When I walk around Pyrmont I look for glimpses of sandstone. The material that once formed the distinctive cliffs and gulleys on the peninsula. Now it exists as the nearly invisible layers beneath the streets and buildings. My way of seeing this local landscape shifted after curating an exhibition that examined the changes in Pyrmont and Ultimo since white settlement.
One of the major industries on the peninsula in the nineteenth century was the sandstone quarries run by the Saunders family in Pyrmont. Starting in 1853 and continuing until the 1930s, the quarrying changed the geography of the area.
These grindstones,were quarried at Free Stone Quarries and Stone Works, (Saunders quarries) Pyrmont and exhibited at the New Zealand International Exhibition, Christchurch, New Zealand, 1906.
The Saunders quarries employed over 300 men in the last decades of the 19th century. Work at the quarries is thought to have been done by local people in the trades of quarrymen, blacksmiths, engineers, farriers, wheelwrights and carpenters. The three main Saunders quarry sites, were named Paradise, Purgatory and Hellhole by the Scottish workers. These grindstones looks to be from the Paradise quarry.
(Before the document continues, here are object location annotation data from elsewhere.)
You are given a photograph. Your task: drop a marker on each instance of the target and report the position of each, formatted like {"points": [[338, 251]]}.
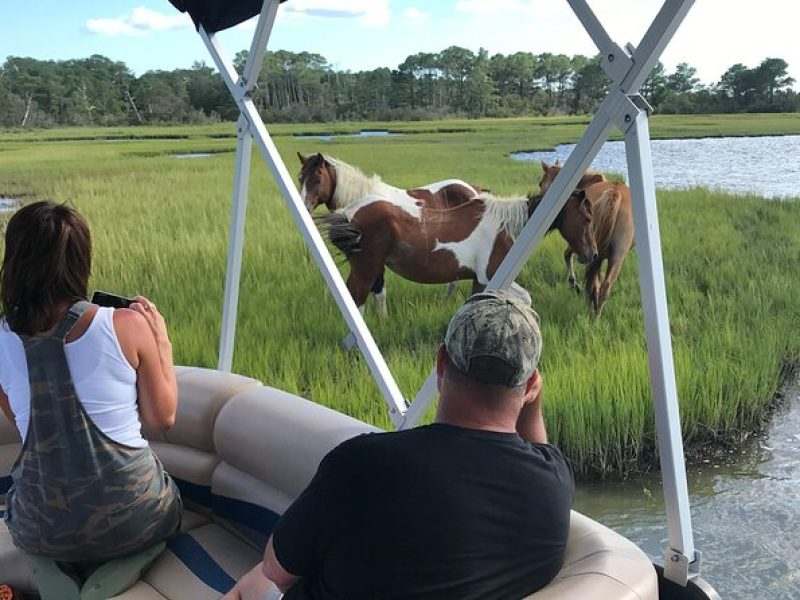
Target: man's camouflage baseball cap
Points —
{"points": [[496, 324]]}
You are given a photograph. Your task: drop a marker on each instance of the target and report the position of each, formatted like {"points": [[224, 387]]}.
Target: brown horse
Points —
{"points": [[613, 230], [430, 245], [336, 184]]}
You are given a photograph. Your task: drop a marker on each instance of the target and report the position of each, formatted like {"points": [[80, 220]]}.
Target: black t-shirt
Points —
{"points": [[432, 512]]}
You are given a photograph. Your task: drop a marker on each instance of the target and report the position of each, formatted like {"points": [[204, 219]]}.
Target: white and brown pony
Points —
{"points": [[434, 245], [327, 180], [612, 224]]}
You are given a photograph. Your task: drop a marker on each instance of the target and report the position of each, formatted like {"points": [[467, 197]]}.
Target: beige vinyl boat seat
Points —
{"points": [[241, 452]]}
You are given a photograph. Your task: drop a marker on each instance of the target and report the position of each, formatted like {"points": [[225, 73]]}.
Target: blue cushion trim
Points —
{"points": [[194, 492], [199, 562], [252, 515]]}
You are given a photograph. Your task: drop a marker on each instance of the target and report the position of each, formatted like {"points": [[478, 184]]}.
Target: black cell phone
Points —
{"points": [[112, 300]]}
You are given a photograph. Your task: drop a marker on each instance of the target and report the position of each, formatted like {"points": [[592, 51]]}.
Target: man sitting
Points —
{"points": [[475, 505]]}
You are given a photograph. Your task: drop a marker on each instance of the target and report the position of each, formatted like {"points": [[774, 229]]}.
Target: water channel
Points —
{"points": [[767, 166], [745, 511]]}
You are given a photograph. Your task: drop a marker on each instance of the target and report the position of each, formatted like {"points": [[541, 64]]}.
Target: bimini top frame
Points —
{"points": [[623, 108]]}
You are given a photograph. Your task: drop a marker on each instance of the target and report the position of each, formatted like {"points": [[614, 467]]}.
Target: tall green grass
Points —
{"points": [[160, 228]]}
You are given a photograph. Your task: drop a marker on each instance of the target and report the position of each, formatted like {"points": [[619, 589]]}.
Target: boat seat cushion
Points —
{"points": [[602, 565], [201, 564]]}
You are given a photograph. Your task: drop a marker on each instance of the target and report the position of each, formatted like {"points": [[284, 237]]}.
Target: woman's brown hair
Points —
{"points": [[48, 258]]}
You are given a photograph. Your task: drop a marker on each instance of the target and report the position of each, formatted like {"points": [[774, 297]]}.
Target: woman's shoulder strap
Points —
{"points": [[69, 320]]}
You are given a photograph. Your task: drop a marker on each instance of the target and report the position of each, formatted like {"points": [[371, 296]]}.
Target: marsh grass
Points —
{"points": [[160, 227]]}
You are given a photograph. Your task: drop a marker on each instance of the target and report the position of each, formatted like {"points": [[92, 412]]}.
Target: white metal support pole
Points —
{"points": [[244, 151], [682, 560], [240, 90], [625, 109]]}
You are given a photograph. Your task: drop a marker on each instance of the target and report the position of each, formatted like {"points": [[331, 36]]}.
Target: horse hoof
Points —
{"points": [[349, 342]]}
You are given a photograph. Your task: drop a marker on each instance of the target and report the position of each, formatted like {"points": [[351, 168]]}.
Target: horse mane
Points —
{"points": [[508, 213], [605, 211], [351, 183]]}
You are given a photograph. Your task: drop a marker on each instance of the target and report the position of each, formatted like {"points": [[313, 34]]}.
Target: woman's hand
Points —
{"points": [[154, 319]]}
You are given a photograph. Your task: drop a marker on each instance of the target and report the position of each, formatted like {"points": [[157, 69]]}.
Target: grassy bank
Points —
{"points": [[160, 228]]}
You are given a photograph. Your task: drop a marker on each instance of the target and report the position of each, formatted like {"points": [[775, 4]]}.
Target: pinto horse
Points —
{"points": [[433, 245], [336, 184], [613, 230]]}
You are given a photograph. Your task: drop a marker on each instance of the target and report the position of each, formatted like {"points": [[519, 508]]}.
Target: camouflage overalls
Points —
{"points": [[78, 495]]}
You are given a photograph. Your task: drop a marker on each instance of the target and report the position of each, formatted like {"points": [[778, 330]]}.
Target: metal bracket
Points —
{"points": [[623, 110], [616, 62], [678, 568]]}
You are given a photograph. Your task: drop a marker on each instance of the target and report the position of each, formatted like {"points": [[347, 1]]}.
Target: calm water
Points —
{"points": [[193, 155], [366, 133], [745, 513], [767, 166]]}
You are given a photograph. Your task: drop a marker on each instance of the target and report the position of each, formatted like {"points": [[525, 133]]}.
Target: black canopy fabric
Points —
{"points": [[216, 15]]}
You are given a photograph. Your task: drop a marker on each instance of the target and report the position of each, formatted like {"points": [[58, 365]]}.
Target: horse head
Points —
{"points": [[575, 224], [317, 180], [549, 173]]}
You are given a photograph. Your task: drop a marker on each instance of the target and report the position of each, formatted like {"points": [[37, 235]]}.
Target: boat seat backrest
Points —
{"points": [[241, 452]]}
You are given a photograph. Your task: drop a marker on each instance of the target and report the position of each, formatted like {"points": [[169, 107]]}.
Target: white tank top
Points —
{"points": [[104, 379]]}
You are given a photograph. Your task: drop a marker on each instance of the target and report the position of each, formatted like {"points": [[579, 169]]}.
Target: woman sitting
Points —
{"points": [[78, 380]]}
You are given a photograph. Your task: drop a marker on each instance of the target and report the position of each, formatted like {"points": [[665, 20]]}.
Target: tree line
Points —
{"points": [[304, 87]]}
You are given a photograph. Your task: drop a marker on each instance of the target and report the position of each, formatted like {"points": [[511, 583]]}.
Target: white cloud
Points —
{"points": [[139, 21], [499, 7], [414, 14], [370, 13]]}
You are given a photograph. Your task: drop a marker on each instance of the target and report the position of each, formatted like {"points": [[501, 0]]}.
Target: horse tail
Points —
{"points": [[341, 232], [605, 211]]}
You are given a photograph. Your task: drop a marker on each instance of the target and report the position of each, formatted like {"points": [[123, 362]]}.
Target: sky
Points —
{"points": [[365, 34]]}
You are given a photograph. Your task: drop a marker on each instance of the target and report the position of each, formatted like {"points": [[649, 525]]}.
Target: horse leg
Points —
{"points": [[614, 267], [379, 291], [359, 284], [573, 283], [591, 282]]}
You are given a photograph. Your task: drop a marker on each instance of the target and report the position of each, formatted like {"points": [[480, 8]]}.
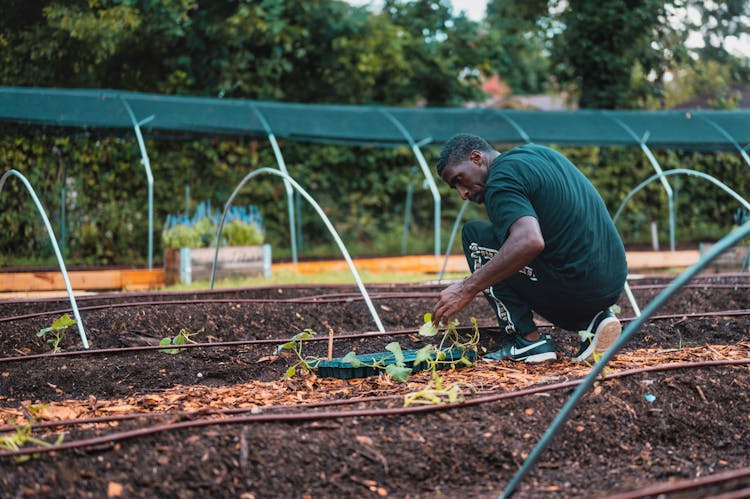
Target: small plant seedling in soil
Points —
{"points": [[295, 345], [56, 331], [22, 436], [434, 356], [182, 338]]}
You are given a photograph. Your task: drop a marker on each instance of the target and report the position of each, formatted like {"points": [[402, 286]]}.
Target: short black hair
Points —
{"points": [[458, 148]]}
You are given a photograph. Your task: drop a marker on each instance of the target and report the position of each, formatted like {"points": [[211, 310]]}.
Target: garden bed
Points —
{"points": [[258, 435]]}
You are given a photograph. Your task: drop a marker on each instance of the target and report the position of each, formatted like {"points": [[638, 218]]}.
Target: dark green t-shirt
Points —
{"points": [[581, 242]]}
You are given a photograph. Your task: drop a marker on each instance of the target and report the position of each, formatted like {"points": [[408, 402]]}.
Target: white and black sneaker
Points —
{"points": [[520, 349], [602, 332]]}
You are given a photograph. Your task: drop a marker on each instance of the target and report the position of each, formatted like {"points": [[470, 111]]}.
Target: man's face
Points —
{"points": [[469, 177]]}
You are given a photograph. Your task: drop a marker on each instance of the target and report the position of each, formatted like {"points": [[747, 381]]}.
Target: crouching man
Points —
{"points": [[549, 247]]}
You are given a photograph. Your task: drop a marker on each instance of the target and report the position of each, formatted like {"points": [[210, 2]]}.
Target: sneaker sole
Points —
{"points": [[540, 357], [609, 331]]}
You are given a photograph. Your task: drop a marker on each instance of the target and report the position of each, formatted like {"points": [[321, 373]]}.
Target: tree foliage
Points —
{"points": [[609, 53]]}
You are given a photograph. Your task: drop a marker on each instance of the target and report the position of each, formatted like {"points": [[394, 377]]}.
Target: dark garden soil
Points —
{"points": [[258, 435]]}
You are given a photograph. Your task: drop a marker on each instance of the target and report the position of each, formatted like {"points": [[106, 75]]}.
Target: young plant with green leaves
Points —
{"points": [[307, 363], [22, 435], [182, 338], [398, 370], [56, 332], [436, 358]]}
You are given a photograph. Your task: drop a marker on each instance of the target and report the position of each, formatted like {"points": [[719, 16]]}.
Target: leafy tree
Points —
{"points": [[517, 36]]}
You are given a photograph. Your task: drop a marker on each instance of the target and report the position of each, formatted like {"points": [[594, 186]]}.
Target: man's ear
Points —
{"points": [[476, 157]]}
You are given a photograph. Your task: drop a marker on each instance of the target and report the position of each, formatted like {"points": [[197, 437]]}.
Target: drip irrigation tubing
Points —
{"points": [[345, 336], [316, 299], [360, 400], [320, 299], [693, 484], [684, 278], [312, 416]]}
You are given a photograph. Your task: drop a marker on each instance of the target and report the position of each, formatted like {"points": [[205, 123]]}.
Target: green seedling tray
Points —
{"points": [[337, 368]]}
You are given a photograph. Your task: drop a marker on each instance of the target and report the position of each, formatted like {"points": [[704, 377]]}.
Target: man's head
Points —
{"points": [[464, 164]]}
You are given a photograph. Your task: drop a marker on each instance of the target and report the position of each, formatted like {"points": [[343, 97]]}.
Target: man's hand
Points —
{"points": [[452, 300], [523, 244]]}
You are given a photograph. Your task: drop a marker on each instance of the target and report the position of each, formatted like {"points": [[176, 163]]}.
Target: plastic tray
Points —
{"points": [[336, 368]]}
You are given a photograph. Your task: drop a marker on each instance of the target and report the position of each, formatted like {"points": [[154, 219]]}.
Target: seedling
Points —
{"points": [[295, 345], [56, 331], [182, 338], [22, 436], [435, 356]]}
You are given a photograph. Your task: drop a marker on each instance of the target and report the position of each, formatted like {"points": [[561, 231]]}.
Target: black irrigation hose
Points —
{"points": [[323, 298], [359, 400], [300, 300], [400, 332], [294, 417], [684, 278], [688, 485]]}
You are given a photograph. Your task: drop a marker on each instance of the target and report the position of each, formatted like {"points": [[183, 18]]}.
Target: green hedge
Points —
{"points": [[361, 189]]}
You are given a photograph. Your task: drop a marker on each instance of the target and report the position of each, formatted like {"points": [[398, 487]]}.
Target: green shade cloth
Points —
{"points": [[369, 125]]}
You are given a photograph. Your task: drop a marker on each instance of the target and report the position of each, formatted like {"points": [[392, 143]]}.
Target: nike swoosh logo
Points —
{"points": [[518, 351]]}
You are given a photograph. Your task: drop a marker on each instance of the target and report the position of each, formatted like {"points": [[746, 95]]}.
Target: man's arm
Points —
{"points": [[523, 244]]}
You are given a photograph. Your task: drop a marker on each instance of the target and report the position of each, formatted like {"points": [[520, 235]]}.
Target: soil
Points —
{"points": [[259, 435]]}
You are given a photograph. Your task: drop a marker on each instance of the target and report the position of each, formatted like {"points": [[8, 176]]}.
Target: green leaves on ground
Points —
{"points": [[182, 338], [57, 331]]}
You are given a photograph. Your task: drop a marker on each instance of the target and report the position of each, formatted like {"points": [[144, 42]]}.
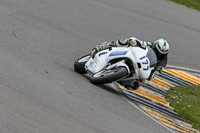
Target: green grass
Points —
{"points": [[186, 102], [195, 4]]}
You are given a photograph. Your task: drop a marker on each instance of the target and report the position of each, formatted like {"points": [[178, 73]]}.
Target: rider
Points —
{"points": [[160, 47]]}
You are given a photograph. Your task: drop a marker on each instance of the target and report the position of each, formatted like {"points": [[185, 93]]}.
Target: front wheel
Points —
{"points": [[79, 64], [107, 76]]}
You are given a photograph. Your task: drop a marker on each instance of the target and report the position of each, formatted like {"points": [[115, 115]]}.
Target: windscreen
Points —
{"points": [[152, 57]]}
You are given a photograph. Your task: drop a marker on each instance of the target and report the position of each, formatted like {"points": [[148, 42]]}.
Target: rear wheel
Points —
{"points": [[79, 64], [107, 76]]}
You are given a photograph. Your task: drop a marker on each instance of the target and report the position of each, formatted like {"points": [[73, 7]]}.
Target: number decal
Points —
{"points": [[145, 62]]}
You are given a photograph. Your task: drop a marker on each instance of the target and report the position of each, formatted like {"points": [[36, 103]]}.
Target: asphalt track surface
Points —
{"points": [[41, 39]]}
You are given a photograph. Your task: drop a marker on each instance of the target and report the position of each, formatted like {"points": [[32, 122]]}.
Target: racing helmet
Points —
{"points": [[122, 42], [161, 48]]}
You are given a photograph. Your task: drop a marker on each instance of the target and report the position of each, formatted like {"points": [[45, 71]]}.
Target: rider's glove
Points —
{"points": [[102, 46], [159, 69]]}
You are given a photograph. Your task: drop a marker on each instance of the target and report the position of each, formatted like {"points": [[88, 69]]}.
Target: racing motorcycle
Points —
{"points": [[117, 64]]}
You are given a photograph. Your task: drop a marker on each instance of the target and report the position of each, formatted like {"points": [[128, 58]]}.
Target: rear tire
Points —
{"points": [[79, 64], [108, 76]]}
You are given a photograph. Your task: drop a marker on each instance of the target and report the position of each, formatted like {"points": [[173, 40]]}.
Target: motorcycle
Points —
{"points": [[117, 64]]}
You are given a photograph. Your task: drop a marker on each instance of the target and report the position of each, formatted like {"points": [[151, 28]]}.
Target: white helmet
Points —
{"points": [[161, 46]]}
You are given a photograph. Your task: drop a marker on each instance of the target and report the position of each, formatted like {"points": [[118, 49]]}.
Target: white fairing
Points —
{"points": [[138, 56]]}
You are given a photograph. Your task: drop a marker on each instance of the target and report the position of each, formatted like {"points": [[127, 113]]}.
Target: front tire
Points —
{"points": [[79, 64], [107, 76]]}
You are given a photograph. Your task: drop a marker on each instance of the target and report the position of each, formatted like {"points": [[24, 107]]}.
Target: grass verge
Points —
{"points": [[186, 102], [195, 4]]}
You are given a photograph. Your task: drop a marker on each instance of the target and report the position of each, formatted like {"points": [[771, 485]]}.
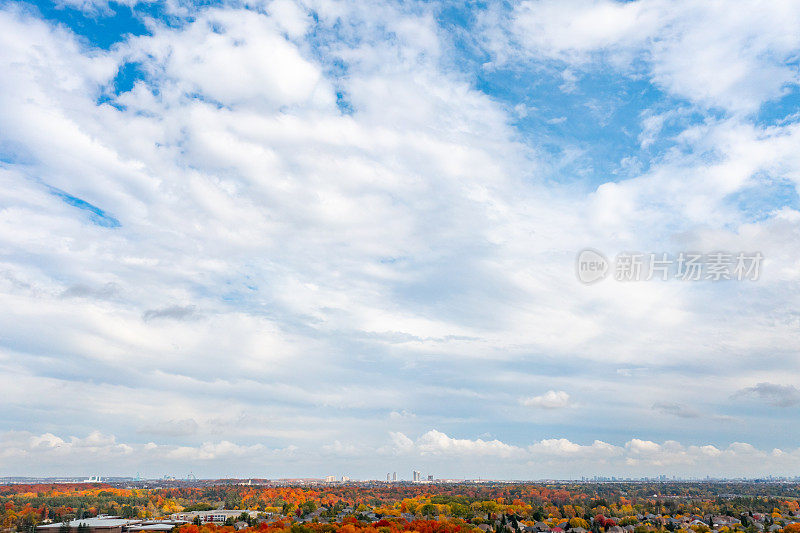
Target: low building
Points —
{"points": [[214, 515], [110, 524]]}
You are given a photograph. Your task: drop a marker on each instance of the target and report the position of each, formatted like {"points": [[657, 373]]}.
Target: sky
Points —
{"points": [[299, 238]]}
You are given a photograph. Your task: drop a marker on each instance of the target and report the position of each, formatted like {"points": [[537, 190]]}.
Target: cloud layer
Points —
{"points": [[280, 236]]}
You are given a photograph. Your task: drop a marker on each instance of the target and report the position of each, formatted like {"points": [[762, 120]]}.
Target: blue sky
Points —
{"points": [[301, 238]]}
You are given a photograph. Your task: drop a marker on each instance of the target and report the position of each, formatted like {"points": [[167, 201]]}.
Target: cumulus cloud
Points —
{"points": [[773, 393], [740, 60], [365, 228], [548, 400], [174, 312], [675, 409], [174, 428]]}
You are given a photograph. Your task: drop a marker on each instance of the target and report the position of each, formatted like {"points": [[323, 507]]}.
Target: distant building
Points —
{"points": [[215, 515], [112, 524]]}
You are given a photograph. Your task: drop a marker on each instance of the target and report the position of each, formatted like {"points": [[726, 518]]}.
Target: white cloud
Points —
{"points": [[548, 400], [338, 261], [734, 55]]}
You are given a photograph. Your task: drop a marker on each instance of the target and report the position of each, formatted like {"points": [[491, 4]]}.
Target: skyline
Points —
{"points": [[296, 237]]}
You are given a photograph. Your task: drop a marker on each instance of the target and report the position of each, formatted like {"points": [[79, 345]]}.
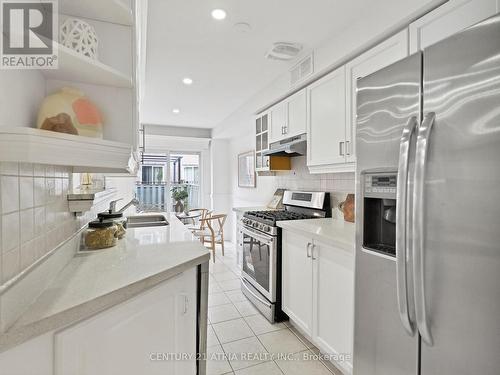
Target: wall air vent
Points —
{"points": [[303, 69], [283, 51]]}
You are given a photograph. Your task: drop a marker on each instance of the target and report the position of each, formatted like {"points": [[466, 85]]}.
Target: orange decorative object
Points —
{"points": [[86, 112], [83, 114], [347, 208]]}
Hellhole was located north-east of Wentworth Park on Wattle Street. It was a deep hole some six metres below street level which filled to the brim with every heavy downpour. Purgatory was adjacent and further north, producing a very hard stone with a grey streak which could crack. Paradise or Half Way was less than a kilometre north of Hellhole and produced the best stone, yellow block.
Many of the beautiful sandstone buildings like Sydney University including Fisher library, St. Mary’s, St. Andrews, The GPO, The Great Synagogue, The Art Gallery of NSW and Sydney Institute are made from the golden stone of Pyrmont.
‘Strangers visiting Sydney are often struck by the magnificence of our public buildings, the richness of their ornamentation and the mellow tone of their colouring. This freestone of Sydney seems to absorb into itself some of the brightness of the sun.’ (Robert Saunders Esquire, Australian men of mark, 1788-1888, Vol 2).
The Department of Commerce now repairs old Sydney sandstone buildings using stone dug from the foundations of early 21st century Pyrmont developments.